In this study, an efficient solution was presented for predicting breakthrough curves in streams. The following conclusions were made:

• The proposed formula was validated by comparison with analytical and numerical solutions, and the results were exact. Its performance in simulating non-Fickian transport in streams was also validatesd using field tracer data, and good agreement was achieved.
• Despite the accurate results of reproducing the overall breakthrough curves, significant differences in their late-time behaviors were found according to the memory function modeling. This indicates that the best-fit breakthrough curve does not imply the accurate storage effect modeling.

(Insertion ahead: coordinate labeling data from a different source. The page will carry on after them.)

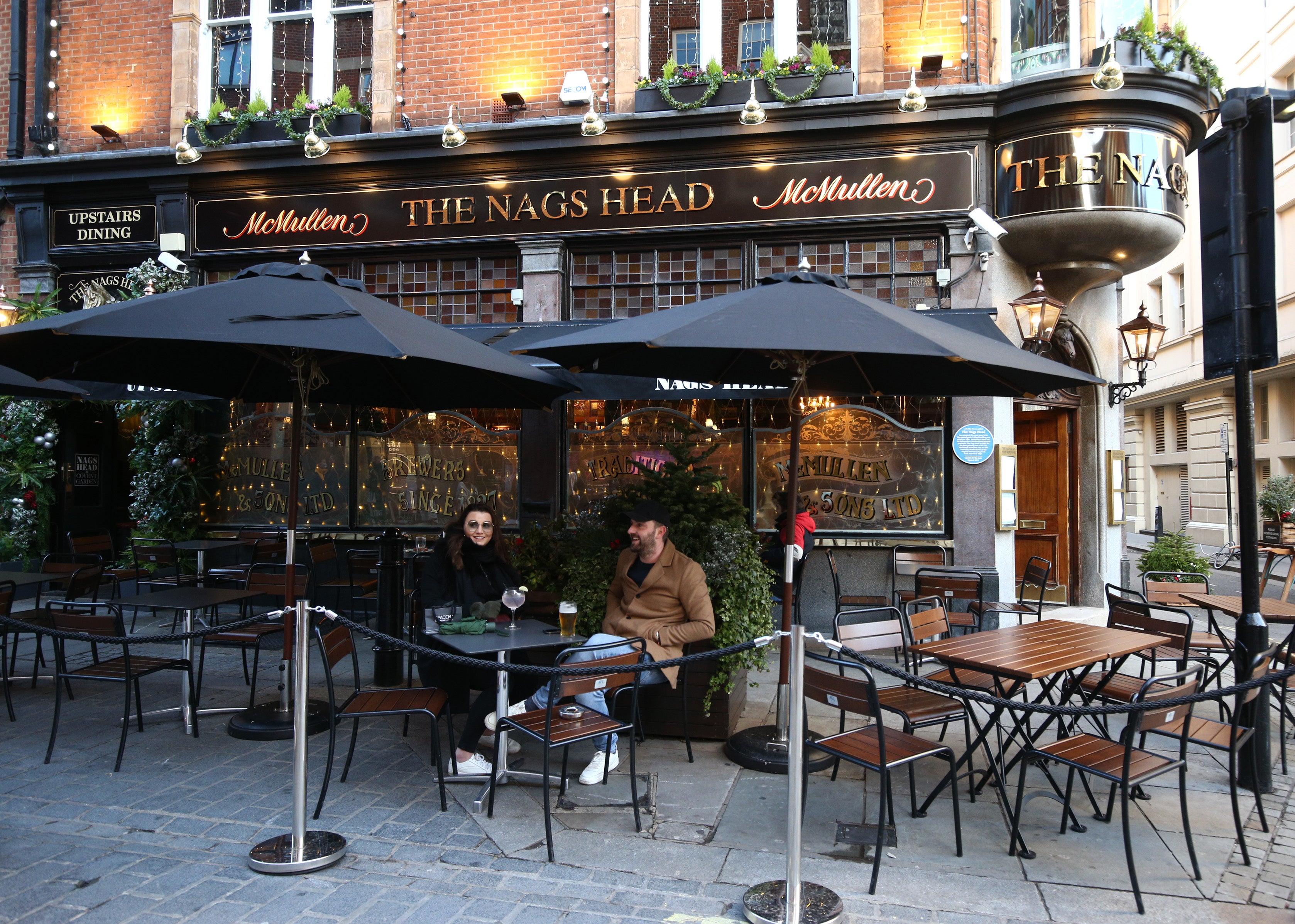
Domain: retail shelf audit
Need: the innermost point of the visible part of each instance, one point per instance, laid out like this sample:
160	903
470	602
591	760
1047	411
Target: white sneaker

• The tailing effect was discussed by comparing the optimal memory functions and net residence time functions. The key role of residence time-dependent functions is to enable us to quantitatively identify the storage effect, which is fundamental for a deeper understanding of non-Fickian tracer transport in streams. Hence, insight in characterizing non-Fickian mixing in can be provided from the memory function modeling.
• According to the data and optimal parameters, the proper formula for the memory function was inconsistent. The exponential memory function had a structural limit in generating a heavy-tailed breakthrough curve.

The proposed formula requires specifying the parametric memory function for operation, which remains an unsolved problem. Therefore, our next goal is to identify the true memory function from tracer data using deconvolution techniques rather than finding the best-fitting models for the breakthrough curves.